Am 17. März habe auch in Frauenfeld für viele Betriebe ein Überlebenskampf begonnen. Das schreiben Anita Bernhard (CH) und Priska Brenner (Grüne) in einer Einfachen Anfrage zuhanden des Stadtrats mit dem Titel «Auswirkungen des Lockdowns auf das Gewerbe der Stadt Frauenfeld und allfällige Unterstützungsmassnahmen durch die Stadt». Die beiden Vorstösserinnen gehen davon aus, dass einige Gewerbler diesen Kampf verlieren könnten und Arbeitsplätze gefährdet sind.
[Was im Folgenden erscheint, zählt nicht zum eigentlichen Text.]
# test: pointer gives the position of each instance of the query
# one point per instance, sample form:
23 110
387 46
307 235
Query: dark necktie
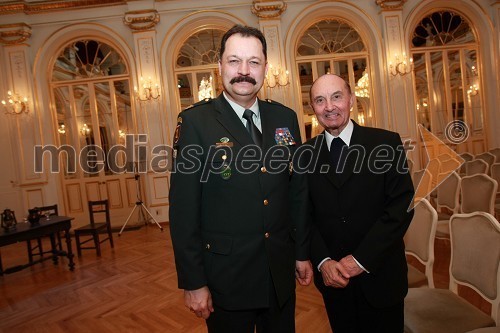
335 150
252 129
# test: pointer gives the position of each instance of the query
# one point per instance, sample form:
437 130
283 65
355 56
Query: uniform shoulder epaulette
274 102
204 101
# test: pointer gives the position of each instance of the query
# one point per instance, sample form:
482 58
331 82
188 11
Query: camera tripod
142 208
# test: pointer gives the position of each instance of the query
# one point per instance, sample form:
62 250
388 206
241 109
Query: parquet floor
131 288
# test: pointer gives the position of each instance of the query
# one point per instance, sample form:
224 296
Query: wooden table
26 231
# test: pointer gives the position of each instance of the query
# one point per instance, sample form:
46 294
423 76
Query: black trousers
349 312
274 319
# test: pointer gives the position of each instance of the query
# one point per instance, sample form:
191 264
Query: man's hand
199 301
303 272
351 266
334 274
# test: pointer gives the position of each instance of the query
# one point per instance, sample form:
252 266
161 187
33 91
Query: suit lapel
324 159
230 121
349 157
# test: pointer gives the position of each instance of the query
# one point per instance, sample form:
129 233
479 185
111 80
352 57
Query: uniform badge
283 137
177 132
224 142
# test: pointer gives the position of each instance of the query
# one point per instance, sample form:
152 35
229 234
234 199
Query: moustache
243 79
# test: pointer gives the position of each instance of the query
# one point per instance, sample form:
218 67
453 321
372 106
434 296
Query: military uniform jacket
237 220
363 212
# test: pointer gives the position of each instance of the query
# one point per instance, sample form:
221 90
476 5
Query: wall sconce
276 77
362 88
148 91
473 90
62 129
85 130
15 104
205 90
402 66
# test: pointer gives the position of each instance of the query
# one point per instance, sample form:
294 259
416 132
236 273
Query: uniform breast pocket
218 262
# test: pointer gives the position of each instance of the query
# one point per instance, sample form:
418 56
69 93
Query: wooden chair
447 203
495 174
475 166
467 157
419 242
37 249
422 182
94 228
475 263
478 194
489 158
496 152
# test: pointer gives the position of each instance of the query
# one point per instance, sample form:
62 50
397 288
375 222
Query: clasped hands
337 273
199 301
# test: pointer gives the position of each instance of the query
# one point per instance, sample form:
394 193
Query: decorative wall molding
141 20
268 9
391 4
12 34
39 7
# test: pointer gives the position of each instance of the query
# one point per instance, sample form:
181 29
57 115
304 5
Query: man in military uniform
237 218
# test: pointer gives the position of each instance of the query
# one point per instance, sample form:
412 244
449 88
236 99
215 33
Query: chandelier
148 91
362 88
15 104
401 66
205 89
276 76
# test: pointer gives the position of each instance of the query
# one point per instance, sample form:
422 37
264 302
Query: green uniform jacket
237 222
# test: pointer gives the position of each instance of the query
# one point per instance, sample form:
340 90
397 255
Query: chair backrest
496 152
448 193
422 182
478 194
419 238
434 166
495 173
97 209
476 166
475 256
50 208
488 158
467 157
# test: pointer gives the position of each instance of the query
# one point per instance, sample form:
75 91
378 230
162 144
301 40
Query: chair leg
97 243
78 247
30 251
110 235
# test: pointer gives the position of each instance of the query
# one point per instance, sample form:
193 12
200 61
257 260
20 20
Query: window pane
439 98
422 91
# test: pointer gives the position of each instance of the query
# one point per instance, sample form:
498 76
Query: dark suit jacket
363 212
236 235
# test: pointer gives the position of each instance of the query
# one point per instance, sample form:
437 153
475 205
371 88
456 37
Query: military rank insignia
283 137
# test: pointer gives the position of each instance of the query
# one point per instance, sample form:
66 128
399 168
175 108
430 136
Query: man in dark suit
237 210
360 192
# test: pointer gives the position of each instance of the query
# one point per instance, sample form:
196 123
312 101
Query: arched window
91 91
334 46
445 54
196 67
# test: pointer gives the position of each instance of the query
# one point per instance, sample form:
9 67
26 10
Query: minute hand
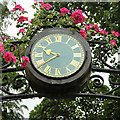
49 60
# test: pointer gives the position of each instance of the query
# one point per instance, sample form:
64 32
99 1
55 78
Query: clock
60 61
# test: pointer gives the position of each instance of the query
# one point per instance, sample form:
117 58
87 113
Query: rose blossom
8 56
24 61
113 42
64 10
115 33
83 33
18 7
22 30
1 48
47 6
22 18
103 32
23 64
77 16
4 38
88 27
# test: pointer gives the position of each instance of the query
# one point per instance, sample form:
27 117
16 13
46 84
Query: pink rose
1 48
77 16
9 57
103 32
113 42
22 18
64 11
4 38
83 33
26 59
47 6
24 62
88 27
22 30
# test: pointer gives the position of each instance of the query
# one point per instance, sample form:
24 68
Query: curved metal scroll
95 83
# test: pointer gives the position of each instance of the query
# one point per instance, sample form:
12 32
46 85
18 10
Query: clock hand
49 59
49 51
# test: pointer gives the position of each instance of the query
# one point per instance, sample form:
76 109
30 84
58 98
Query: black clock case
59 87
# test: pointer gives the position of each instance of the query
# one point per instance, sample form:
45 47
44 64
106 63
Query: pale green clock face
57 55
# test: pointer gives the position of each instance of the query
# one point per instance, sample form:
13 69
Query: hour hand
49 51
57 54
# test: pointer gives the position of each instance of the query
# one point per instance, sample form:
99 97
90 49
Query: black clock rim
85 66
35 41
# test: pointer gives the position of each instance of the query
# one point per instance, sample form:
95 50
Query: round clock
59 61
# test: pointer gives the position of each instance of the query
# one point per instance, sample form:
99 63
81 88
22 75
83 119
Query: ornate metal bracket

Sie wollen deshalb wissen, ob der Stadtrat über die Geschäftsgänge des Gewerbes informiert ist respektive welche Branchen durch den Pandemie-Lockdown besonders stark betroffen waren. Es interessieren sie Zahlen betreffend Geschäftsaufgaben und Kündigungen. Zudem fragen sich die beiden Gemeinderätinnen, ob und wie (etwa finanziell) der Stadtrat betroffene Betriebe unterstützen will. (ma)

Würde die Stadt in dieser Situation Dienstleistungen herunterfahren, wäre das gemäss Stadtrat nicht optimal. Denn dabei wirken oft Dritte mit.

«Mit dem Verzicht auf diese Dienstleistungen würde die Stadt deren Umsätze schmälern und so neue Probleme auslösen.»

Dieser Ausgabenverzicht könnte dem Gewerbe in Form von Steuersenkungen zurückgegeben werden. «Ob diese Massnahmen einen wesentlichen wirtschaftlichen Effekt ergeben, wird bezweifelt», schreibt der Stadtrat. Denn dafür müsste eine Senkung einige Prozentpunkte betragen.

Gegen gesellschaftliche und wirtschaftliche Folgen

Das Rathaus Frauenfeld.

Das Rathaus Frauenfeld.

(Bild: Donato Caspari)

Mit dem Überschuss von 1,26 Millionen Franken aus der Stadtrechnung 2019 soll ein Fonds geäufnet werden, «mit welchem den wirtschaftlichen und gesellschaftlichen Folgen des Lockdowns gezielt entgegengewirkt werden kann». Wie der Stadtrat schreibt, sollen die Mittel nachhaltig eingesetzt werden. Ideen dazu werden aktuell gesammelt. Die entsprechende Botschaft soll nach den Sommerferien in den Gemeinderat kommen.